(Reuters) -Data from Pfizer Inc’s trials of its COVID-19 drug support its use in adults at high-risk of the disease, staff reviewers at the U.S. Food and Drug Administration (FDA) said on Tuesday, with analyses not showing any clear association between the drug and a rebound in COVID symptoms seen among some patients.
The comments were made in the FDA’s briefing documents ahead of a meeting of the agency’s external advisers on Thursday to discuss a possible full approval of Pfizer’s oral pill Paxlovid, which has been cleared for emergency use since late 2021.

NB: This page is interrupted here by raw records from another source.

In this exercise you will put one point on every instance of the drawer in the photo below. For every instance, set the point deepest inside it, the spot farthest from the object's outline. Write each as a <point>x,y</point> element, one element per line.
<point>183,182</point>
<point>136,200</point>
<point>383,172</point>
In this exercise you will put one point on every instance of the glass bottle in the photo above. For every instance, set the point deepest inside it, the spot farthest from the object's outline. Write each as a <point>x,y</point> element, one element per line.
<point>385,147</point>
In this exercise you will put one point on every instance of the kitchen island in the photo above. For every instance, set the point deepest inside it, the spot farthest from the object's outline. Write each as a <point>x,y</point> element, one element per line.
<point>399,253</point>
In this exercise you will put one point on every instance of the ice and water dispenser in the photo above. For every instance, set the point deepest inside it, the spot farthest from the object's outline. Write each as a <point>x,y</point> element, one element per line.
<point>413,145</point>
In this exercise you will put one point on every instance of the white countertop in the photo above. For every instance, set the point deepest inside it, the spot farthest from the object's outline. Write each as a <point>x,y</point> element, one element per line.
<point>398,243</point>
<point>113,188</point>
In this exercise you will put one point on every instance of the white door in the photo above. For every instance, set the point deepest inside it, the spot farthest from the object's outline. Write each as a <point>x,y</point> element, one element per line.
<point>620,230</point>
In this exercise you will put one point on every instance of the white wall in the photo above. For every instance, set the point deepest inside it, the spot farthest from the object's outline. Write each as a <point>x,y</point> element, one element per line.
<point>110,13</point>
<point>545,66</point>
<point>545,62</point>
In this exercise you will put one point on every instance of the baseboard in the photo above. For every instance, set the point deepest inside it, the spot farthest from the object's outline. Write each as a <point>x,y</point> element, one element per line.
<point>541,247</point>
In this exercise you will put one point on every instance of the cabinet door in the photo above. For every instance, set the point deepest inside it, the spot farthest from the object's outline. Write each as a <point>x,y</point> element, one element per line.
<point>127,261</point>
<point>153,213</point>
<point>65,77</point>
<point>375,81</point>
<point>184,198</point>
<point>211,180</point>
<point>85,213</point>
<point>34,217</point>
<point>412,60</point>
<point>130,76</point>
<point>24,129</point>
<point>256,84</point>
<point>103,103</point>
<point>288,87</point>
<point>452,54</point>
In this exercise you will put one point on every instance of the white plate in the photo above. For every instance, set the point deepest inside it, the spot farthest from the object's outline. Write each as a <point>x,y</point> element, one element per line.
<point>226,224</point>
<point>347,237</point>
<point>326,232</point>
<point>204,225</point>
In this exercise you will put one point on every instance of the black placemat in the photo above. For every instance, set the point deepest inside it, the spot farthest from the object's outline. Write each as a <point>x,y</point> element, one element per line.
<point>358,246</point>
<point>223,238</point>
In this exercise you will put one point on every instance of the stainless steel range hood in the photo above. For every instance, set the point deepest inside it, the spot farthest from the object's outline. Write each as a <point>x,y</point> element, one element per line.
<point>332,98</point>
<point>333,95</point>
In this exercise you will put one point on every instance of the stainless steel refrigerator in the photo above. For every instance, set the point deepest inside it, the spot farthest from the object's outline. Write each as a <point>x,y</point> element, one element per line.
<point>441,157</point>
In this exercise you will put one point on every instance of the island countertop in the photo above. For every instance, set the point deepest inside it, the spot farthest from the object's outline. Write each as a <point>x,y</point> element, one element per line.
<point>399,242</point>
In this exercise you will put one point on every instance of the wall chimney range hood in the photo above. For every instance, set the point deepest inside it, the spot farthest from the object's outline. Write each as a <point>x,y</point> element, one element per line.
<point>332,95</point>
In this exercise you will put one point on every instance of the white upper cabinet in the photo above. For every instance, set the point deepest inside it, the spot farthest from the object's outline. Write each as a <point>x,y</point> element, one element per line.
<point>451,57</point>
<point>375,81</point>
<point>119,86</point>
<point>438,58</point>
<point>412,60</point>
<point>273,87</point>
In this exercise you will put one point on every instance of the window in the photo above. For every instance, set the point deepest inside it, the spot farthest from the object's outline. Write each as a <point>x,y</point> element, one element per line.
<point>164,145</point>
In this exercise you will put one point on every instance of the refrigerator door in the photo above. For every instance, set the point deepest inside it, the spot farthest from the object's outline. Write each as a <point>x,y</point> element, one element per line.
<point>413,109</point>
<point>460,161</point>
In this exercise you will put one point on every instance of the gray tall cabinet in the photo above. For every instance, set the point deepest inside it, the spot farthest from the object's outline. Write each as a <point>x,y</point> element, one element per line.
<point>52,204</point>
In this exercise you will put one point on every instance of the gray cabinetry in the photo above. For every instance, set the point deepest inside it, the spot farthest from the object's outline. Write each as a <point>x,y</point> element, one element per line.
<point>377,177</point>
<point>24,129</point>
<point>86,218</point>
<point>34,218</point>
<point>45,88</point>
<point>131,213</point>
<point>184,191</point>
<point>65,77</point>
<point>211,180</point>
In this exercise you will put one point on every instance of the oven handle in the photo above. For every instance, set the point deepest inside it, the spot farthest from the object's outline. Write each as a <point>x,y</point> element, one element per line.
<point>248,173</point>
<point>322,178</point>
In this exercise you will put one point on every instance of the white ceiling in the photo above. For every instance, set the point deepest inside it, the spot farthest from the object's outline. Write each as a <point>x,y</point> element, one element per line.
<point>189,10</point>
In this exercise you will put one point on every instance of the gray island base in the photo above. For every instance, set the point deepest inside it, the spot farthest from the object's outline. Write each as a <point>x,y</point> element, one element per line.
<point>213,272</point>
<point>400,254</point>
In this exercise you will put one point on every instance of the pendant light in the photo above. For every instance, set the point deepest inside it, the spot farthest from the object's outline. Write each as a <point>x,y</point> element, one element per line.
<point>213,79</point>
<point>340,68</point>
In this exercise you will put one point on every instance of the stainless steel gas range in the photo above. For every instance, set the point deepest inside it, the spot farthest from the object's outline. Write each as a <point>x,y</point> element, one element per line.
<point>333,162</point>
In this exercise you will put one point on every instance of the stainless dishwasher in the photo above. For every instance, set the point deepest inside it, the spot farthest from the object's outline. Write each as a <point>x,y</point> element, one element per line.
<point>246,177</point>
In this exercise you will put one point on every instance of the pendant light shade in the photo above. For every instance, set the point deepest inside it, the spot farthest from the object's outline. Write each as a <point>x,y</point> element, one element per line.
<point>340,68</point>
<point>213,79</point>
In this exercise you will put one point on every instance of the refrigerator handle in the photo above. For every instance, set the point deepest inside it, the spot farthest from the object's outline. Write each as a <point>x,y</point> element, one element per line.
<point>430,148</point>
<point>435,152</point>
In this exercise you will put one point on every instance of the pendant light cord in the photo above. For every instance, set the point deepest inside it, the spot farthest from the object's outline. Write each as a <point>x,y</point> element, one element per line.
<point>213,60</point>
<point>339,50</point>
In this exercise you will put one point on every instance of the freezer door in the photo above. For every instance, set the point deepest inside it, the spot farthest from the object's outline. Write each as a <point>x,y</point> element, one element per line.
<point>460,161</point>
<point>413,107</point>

The comments follow multiple reports on COVID rebounds in some people after taking Paxlovid. President Joe Biden and Dr. Anthony Fauci, the then director of National Institute of Allergy and Infectious Diseases, both experienced a COVID rebound last year after taking the medicine.
However, during mid-to-late stage trials of the drug, overall rates of symptom rebound ranged from 10% to 16%, with no evidence of a higher rebound rate in patients who received the drug or the placebo, regardless of their risk to severe disease, or whether Omicron or an earlier variant was dominant, the reviewers said.
A full approval would allow Pfizer to market Paxlovid like other prescription medications.
The FDA in December extended its review of Paxlovid by three months after Pfizer submitted new analyses of data from the pill’s late-stage studies.